OECDGrowth | R Documentation |

Cross-section data on OECD countries, used for growth regressions.

`data("OECDGrowth")`

A data frame with 22 observations on the following 6 variables.

- gdp85
real GDP in 1985 (per person of working age, i.e., age 15 to 65), in 1985 international prices.

- gdp60
real GDP in 1960 (per person of working age, i.e., age 15 to 65), in 1985 international prices.

- invest
average of annual ratios of real domestic investment to real GDP (1960–1985).

- school
percentage of the working-age population that is in secondary school.

- randd
average of annual ratios of gross domestic expenditure on research and development to nominal GDP (of available observations during 1960–1985).

- popgrowth
annual population growth 1960–1985, computed as

`log(pop85/pop60)/25`

.

Appendix 1 Nonneman and Vanhoudt (1996), except for one bad misprint:
The value of `school`

for Norway is given as 0.01, the correct value is 0.1
(see Mankiw, Romer and Weil, 1992). `OECDGrowth`

contains the corrected data.

Mankiw, N.G., Romer, D., and Weil, D.N. (1992).

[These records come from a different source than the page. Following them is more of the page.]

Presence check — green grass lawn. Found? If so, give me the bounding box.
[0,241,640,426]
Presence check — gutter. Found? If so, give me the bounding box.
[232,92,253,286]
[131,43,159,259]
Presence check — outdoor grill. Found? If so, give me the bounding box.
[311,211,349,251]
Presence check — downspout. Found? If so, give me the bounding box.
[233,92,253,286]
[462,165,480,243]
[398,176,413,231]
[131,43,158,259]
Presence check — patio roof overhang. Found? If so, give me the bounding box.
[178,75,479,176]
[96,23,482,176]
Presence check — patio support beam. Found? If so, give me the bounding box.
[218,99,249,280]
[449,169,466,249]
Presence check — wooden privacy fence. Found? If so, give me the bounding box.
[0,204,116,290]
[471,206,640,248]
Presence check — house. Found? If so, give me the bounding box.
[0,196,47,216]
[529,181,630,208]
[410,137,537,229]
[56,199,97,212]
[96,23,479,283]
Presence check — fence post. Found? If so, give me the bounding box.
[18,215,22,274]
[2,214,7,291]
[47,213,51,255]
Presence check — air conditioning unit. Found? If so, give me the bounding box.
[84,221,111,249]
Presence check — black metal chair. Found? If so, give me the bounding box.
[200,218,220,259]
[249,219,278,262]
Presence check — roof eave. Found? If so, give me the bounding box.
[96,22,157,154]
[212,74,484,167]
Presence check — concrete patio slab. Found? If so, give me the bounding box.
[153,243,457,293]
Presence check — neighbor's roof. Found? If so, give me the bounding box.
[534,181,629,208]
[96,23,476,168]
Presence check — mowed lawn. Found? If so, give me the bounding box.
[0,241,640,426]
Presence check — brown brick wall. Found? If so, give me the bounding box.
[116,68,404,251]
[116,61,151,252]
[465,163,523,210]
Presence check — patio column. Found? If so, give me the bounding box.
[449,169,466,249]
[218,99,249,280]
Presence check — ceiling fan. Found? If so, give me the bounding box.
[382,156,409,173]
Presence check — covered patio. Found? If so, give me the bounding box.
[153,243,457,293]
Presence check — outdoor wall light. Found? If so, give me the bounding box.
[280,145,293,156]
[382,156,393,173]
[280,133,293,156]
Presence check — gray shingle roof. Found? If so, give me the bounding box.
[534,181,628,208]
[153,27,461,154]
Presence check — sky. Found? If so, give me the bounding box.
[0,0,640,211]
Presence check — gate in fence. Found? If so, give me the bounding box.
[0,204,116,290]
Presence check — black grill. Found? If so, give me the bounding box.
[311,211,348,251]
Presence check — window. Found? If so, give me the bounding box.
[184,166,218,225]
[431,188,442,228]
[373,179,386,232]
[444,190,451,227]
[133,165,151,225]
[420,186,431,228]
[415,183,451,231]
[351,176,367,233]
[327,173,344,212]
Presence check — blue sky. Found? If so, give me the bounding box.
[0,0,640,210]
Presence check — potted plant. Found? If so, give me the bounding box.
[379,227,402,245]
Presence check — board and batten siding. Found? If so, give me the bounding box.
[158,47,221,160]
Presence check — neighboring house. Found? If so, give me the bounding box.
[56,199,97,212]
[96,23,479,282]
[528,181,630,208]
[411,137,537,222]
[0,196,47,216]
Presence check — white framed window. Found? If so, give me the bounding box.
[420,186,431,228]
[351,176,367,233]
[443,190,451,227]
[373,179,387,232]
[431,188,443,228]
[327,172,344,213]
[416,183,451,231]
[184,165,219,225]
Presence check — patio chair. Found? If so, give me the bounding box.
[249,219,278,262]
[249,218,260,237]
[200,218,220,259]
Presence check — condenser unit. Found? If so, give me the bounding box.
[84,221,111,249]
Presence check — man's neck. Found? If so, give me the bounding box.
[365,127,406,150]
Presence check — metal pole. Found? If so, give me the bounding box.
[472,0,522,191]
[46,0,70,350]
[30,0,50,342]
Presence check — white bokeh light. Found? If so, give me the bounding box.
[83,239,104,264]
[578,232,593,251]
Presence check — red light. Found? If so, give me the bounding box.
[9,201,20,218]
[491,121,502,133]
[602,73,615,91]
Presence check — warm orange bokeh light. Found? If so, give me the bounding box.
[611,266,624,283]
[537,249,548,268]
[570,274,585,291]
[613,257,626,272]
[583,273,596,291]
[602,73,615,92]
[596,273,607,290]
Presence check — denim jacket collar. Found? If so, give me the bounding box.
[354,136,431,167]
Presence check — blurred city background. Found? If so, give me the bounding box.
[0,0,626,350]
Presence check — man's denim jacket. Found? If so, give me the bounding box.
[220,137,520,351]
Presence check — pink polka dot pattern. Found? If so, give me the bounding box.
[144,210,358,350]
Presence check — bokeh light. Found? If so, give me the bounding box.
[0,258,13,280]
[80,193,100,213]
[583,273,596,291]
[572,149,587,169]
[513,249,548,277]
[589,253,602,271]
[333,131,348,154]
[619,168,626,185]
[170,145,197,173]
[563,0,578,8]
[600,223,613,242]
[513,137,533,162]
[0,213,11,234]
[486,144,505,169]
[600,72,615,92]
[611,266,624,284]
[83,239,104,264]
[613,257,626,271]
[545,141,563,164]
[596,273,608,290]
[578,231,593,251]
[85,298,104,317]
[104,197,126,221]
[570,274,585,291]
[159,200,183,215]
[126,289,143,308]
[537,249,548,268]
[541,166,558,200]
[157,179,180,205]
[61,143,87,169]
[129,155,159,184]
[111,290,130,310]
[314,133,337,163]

A Contribution to the Empirics of Economic Growth.
*Quarterly Journal of Economics*, **107**, 407–437.

Nonneman, W., and Vanhoudt, P. (1996). A Further Augmentation of the Solow Model
and the Empirics of Economic Growth. *Quarterly Journal of Economics*, **111**, 943–953.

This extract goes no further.